MmeLaraque · 13/05/2021 15:34

@Blossomtoes

You quoted my post. Pre 1975 all women were “treated like this”. Why do you think you have an entitlement to maternity leave and pay? Because second wave feminists like me bloody fought for it, that’s why. It’s why it’s so irritating to see people complaining about trivia like what it’s called.

When it's assumed that one has simply had a jolly for a year, as opposed to birthing and raising one's own child for the first year of its life, that's not trivia.

Blossomtoes · 13/05/2021 15:40

[quote MmeLaraque]@Blossomtoes

You quoted my post. Pre 1975 all women were “treated like this”. Why do you think you have an entitlement to maternity leave and pay? Because second wave feminists like me bloody fought for it, that’s why. It’s why it’s so irritating to see people complaining about trivia like what it’s called.
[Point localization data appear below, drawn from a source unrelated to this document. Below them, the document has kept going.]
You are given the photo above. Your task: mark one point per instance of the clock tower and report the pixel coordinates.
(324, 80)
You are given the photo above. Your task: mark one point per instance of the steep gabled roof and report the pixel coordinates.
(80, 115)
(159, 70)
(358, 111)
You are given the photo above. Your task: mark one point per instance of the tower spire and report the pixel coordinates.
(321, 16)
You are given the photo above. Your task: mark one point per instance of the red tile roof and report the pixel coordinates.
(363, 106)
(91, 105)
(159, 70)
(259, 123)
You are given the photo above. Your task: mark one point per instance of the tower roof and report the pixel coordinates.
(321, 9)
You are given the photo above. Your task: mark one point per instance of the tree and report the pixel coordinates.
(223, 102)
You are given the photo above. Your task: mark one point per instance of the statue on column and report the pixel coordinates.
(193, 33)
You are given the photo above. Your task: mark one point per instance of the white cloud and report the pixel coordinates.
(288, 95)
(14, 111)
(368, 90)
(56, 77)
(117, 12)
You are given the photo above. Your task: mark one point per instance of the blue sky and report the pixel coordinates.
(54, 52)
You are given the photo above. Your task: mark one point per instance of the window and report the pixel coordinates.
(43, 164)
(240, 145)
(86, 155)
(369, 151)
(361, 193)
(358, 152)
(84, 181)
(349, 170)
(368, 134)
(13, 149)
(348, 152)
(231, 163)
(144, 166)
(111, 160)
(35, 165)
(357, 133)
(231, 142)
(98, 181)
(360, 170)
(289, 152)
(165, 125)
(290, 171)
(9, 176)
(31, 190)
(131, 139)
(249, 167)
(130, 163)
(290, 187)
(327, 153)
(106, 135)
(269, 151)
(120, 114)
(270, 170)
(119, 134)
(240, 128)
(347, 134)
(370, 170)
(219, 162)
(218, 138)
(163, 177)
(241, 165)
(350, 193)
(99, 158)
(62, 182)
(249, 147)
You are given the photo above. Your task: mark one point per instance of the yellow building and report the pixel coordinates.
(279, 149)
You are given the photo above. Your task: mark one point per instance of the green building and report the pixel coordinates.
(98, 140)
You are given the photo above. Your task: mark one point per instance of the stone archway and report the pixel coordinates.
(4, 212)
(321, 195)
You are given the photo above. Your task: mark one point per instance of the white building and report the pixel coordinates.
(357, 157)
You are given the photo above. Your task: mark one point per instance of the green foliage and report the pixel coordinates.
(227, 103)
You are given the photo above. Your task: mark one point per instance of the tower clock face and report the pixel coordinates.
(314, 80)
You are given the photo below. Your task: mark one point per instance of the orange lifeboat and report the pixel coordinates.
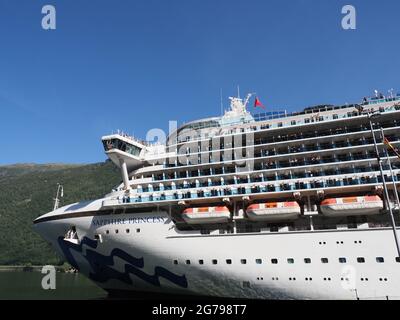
(351, 206)
(206, 215)
(273, 211)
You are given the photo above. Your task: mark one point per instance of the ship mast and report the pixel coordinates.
(60, 193)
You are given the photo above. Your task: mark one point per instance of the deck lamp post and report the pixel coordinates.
(372, 116)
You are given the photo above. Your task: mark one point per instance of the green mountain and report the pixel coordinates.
(27, 191)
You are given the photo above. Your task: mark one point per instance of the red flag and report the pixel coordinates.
(257, 103)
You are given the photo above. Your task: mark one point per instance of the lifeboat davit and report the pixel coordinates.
(206, 215)
(351, 206)
(273, 211)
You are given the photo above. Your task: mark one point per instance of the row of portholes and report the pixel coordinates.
(325, 279)
(289, 260)
(339, 242)
(126, 231)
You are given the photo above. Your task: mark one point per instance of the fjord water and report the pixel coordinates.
(27, 286)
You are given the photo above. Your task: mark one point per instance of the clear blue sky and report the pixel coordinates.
(136, 64)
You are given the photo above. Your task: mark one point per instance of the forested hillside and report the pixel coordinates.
(27, 191)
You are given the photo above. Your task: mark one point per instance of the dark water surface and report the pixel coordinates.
(27, 285)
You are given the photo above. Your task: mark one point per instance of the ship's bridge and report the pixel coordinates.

When it's assumed that one has simply had a jolly for a year, as opposed to birthing and raising one's own child for the first year of its life, that's not trivia.[/quote]
Of course it’s bloody trivia. It’s completely irrelevant how other people view it. It’s a year out of the workplace whatever you call it.

Babyboomtastic · 13/05/2021 15:51

If we want to get technical about it, many women that take off a year add some annual leave onto the end of it to make up some of the time. So technically, some of it is officially 'holiday', it's just that with a baby, maternity leave and holiday are indistinguishable this continues for several years

IntermittentParps · 13/05/2021 15:58

Why do you think you have an entitlement to maternity leave and pay? Because second wave feminists like me bloody fought for it, that’s why. I know, but thank you for the patronising reminder.

It’s why it’s so irritating to see people complaining about trivia like what it’s called.
Someone's already said this better, but it is hardly trivia when a year of pregnancy/birth/child-rearing/attendant possible maternal health issues is lightly referred to as 'a year off' or a holiday.

But she has not had bad experiences. OK, so we can reword. 'Because you had no maternity rights, do you think it's OK for people to still be making light of/undervaluing maternity leave and all it entails?

As for 'wistful comment saying they wish they could have a year off.' they can frankly fuck off and take their wist with them. It's thoughtless at best, and certainly low-level/unconscious sexism, to say to a colleague back from ML that she's had time 'off' in the sense of a holiday.

Blossomtoes · 13/05/2021 16:01

Why do you think you have an entitlement to maternity leave and pay? Because second wave feminists like me bloody fought for it, that’s why. I know, but thank you for the patronising reminder

A simple thank you would have sufficed.